事実関係については揉めてるみたいだけど、仮にここに描かれていることが大方事実だとして、モナコにこんな危機があったなんて知らなかった。
僕はヨーロッパサッカーやテニスを見るのが好きなので、「高校で世界史習ったけどほとんど忘れちゃった」って人に比べれば、ヨーロッパの現代史ついてはそんなに無知な方ではないと思っている。でも、フランスがモナコに進攻しようとしていたなんて恥ずかしながら初耳だった。
ヨーロッパの現代史が少し好きなのと、キレイな女優さんが過去のキレイな女優さんを演じていて、その両方ともが自分の好きな女優さんだったという理由だけで充分観るに値する。それが普段のように「監督」や「受賞作」とは全く関係がなくこの映画を観た理由だ。だから、内容にはそれほど期待が高かったわけではなかった。
話の前半は観る前から何となく想像していた通り、ヨーロッパ最古の王家に嫁ぐアメリカ女優の苦悩の話で、正直内容もやはりそこそこだった。お決まりの感想ではあるが「お金って持ちすぎるとロクなことはない」という事を改めて思い知らされた。「生まれ変わったら大富豪の家に生まれたい」なんて僕は絶対思わない。「国王家」は「大富豪」とはちょっと違うが、人生が不自由になるという点ではどちらも似たようなもんだ。

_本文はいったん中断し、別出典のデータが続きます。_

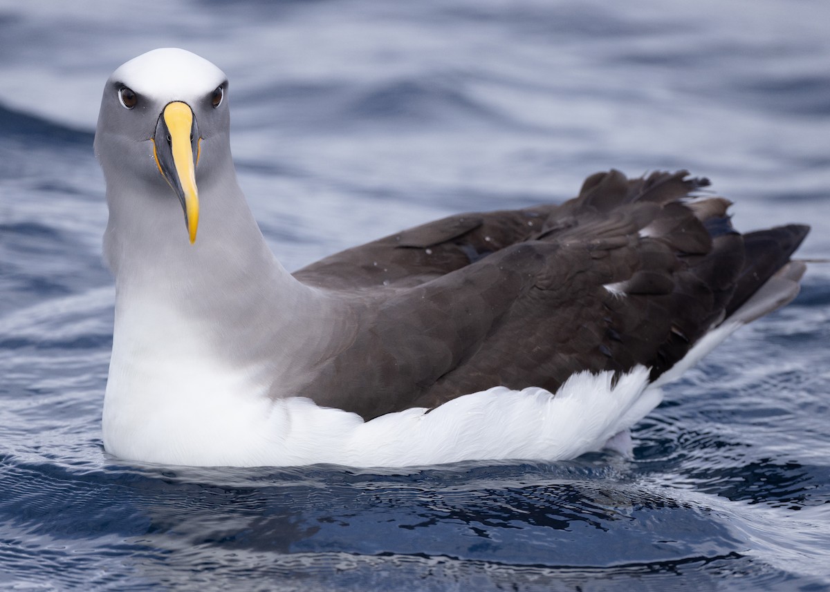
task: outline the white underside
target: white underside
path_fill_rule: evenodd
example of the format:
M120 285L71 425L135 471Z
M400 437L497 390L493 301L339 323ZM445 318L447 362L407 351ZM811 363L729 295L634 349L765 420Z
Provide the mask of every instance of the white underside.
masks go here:
M169 423L160 421L164 411L156 408L144 421L131 414L128 430L111 416L108 421L114 410L105 409L105 445L122 459L183 465L401 467L573 459L601 449L661 401L659 389L647 388L642 366L613 387L611 379L611 372L576 374L555 395L497 386L429 412L413 408L370 421L304 397L247 399L233 409L208 405Z
M124 459L192 466L403 467L574 459L609 443L618 449L622 440L614 437L660 403L660 386L739 326L711 331L657 383L649 383L649 371L642 366L613 386L612 372L581 372L555 394L496 386L428 412L413 408L370 421L305 397L274 400L266 395L260 369L208 363L198 340L167 342L167 351L159 342L142 347L135 337L116 339L104 444ZM174 351L191 355L183 360Z

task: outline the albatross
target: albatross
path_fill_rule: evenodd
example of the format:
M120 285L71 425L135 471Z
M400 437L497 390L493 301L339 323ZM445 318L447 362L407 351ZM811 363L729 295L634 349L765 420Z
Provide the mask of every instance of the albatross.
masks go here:
M139 56L105 86L102 427L122 459L575 458L624 439L662 384L792 300L804 271L790 255L807 226L741 235L706 179L612 170L561 204L452 216L291 274L239 188L229 132L225 74L184 50Z

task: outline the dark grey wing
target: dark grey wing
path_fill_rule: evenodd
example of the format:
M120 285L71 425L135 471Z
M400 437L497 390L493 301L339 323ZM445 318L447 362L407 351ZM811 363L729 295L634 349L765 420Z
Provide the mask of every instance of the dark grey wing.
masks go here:
M363 294L357 337L310 391L369 419L496 385L555 391L583 370L643 364L657 377L807 232L785 226L745 241L726 200L689 200L706 184L683 172L629 181L612 171L559 206L448 218L300 270L340 290L351 280ZM385 276L373 275L375 263ZM390 287L367 298L381 277ZM359 391L348 384L354 367Z

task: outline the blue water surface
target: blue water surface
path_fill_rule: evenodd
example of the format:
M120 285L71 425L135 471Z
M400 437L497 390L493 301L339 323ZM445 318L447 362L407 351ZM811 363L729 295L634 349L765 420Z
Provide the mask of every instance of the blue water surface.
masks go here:
M666 389L632 460L125 463L100 440L92 153L109 74L176 46L228 74L289 269L612 167L707 176L736 226L809 223L800 255L827 258L828 22L824 0L0 0L0 588L830 590L828 264Z

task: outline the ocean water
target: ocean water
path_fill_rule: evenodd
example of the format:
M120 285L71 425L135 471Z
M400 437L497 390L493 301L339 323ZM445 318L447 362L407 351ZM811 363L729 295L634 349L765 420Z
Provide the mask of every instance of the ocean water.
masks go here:
M0 0L0 589L830 590L830 264L633 430L634 458L187 468L105 454L104 81L178 46L289 269L461 211L688 168L830 256L824 0Z

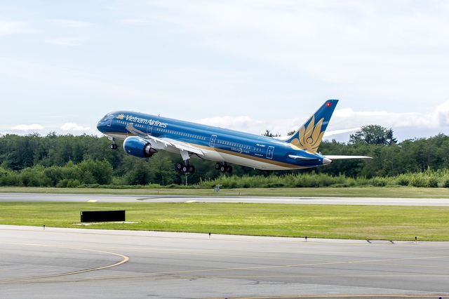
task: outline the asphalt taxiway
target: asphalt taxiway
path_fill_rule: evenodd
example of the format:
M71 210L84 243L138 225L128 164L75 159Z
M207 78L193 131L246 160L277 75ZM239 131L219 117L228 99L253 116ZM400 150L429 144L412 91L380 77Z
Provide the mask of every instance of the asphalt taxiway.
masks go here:
M449 206L448 198L295 197L0 193L0 201L246 202L253 204L350 204Z
M4 201L19 198L207 201L184 197L0 194ZM344 204L342 202L348 199L352 199L337 202ZM427 205L420 201L420 205ZM6 298L449 298L449 242L9 225L0 225L0 293Z
M447 242L0 225L2 298L449 296Z

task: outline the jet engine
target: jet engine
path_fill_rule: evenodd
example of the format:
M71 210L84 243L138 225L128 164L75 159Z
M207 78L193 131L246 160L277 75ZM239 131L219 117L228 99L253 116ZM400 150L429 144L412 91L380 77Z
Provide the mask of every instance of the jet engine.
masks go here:
M148 140L138 136L127 137L123 141L123 150L126 154L139 158L149 158L157 152Z

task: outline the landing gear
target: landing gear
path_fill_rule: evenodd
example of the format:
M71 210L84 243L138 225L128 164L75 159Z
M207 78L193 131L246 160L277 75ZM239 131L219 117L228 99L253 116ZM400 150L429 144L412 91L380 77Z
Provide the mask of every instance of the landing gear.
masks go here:
M226 162L223 164L221 164L221 163L215 164L215 169L221 171L223 173L232 172L232 166L230 165L227 165Z
M111 150L116 150L117 147L119 147L117 146L117 145L115 144L115 138L108 138L107 139L109 139L109 140L112 140L112 144L111 145Z
M176 169L181 173L193 173L195 172L195 166L189 165L189 161L185 161L186 164L178 163L176 164Z

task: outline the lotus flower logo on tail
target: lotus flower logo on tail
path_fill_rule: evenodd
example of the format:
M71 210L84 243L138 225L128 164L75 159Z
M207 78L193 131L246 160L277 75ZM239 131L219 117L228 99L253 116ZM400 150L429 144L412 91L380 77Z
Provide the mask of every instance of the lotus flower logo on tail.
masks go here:
M324 118L320 119L315 124L315 116L314 115L307 125L307 128L305 128L305 125L302 126L297 132L297 138L291 140L290 144L292 147L305 150L309 152L316 152L324 135L324 130L321 131L323 120Z

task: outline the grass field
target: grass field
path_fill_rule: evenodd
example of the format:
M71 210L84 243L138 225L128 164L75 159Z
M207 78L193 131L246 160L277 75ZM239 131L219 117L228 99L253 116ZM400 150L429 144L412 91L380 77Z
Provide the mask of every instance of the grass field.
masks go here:
M145 195L204 195L204 196L267 196L267 197L406 197L447 198L448 188L350 187L350 188L248 188L222 189L219 193L213 189L194 187L179 189L102 189L102 188L45 188L1 187L0 192L22 193L74 193Z
M412 241L416 236L420 241L449 241L449 207L0 202L0 224L4 225L80 227L81 211L126 210L126 220L135 223L83 227L395 241Z

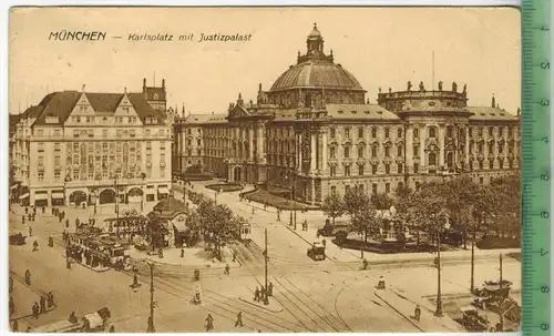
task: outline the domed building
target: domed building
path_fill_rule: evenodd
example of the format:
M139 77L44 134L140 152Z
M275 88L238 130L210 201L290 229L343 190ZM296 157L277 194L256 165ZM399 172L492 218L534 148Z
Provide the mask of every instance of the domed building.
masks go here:
M225 114L175 121L174 174L198 163L228 181L258 184L312 205L350 187L393 193L432 179L471 174L478 183L520 167L519 115L492 100L468 105L468 88L427 90L407 83L377 104L332 51L317 26L290 65L256 102L238 94ZM193 149L195 152L193 152Z

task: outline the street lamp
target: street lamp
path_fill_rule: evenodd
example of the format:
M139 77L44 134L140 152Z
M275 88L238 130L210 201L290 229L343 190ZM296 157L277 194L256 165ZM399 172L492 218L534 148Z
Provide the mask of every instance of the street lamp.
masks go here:
M437 221L441 221L439 216L437 216ZM440 223L439 223L440 225ZM449 228L450 223L447 217L447 223L444 224L444 228ZM442 295L441 295L441 234L442 234L442 228L439 226L439 230L437 231L438 238L438 248L437 248L437 310L434 312L434 316L437 317L442 317Z
M145 262L150 267L150 316L148 316L148 327L146 333L155 333L154 327L154 307L156 303L154 302L154 263ZM141 284L138 284L137 269L133 269L133 284L130 285L134 293L138 292Z

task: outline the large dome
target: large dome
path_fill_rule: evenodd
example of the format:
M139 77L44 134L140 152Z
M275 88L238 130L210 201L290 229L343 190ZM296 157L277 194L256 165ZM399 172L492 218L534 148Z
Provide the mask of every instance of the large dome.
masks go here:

「意外にも」って言っては失礼だが、終盤話が面白くなってくる。「軍隊を持たない国での平和」という、現在でも十分に通用する命題が提示され、本当の「抑止力」って「強力な軍隊」ではなく「周辺諸国からの支持」なんだと教えられた。単なる「(準)伝記映画」としてだけでなく、内容も十分見ごたえがあった。